Las autoridades brasileñas, en el momento de máxima exposición internacional del país, dicen que han aprovechado la Copa del Mundo para integrar sus diferentes cuerpos de seguridad y modernizar sus equipos de mantenimiento del orden público. El objetivo es que ni las protestas sociales ni cualquier otro incidente impidan el funcionamiento normal del Mundial de Fútbol.

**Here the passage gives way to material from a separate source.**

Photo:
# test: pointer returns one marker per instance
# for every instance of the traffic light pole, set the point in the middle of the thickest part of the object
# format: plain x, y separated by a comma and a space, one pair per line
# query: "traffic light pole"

“Esa integración es el gran triunfo de este Mundial para nosotros”, afirmó este martes el director de la Secretaría Extraordinaria de Seguridad para Grandes Eventos (SESGE), Andrei Rodrigues, en la presentación del plan de seguridad nacional para el evento.
“El gran objetivo es que no suceda nada en los estadios”, recalcó en el Fuerte de Copacabana José Carlos de Nardi, Jefe del Estado Mayor de las Fuerzas Armadas, que confirmó el despliegue de doce batallones de contingencia listos para “garantizar la ley y el orden” en el caso de que cualquier imprevisto grave fuerce a los gobernadores estatales a solicitar su intervención urgente a la presidenta de la República, Dilma Rousseff.
Además de los 70.000 soldados y 60.000 policías de los diferentes cuerpos movilizados, 20.000 agentes de seguridad privada estarán presentes en los estadios, según confirmó el Director General de Seguridad del Comité Organizador Local, Hilário Medeiros.
El operativo militar incluye también la presencia (visible desde hace ya algunos días) de una fragata, una corbeta y varios barcos auxiliares en las cuatro ciudades marítimas que albergarán partidos: Fortaleza, Natal, Salvador de Bahía y Río de Janeiro.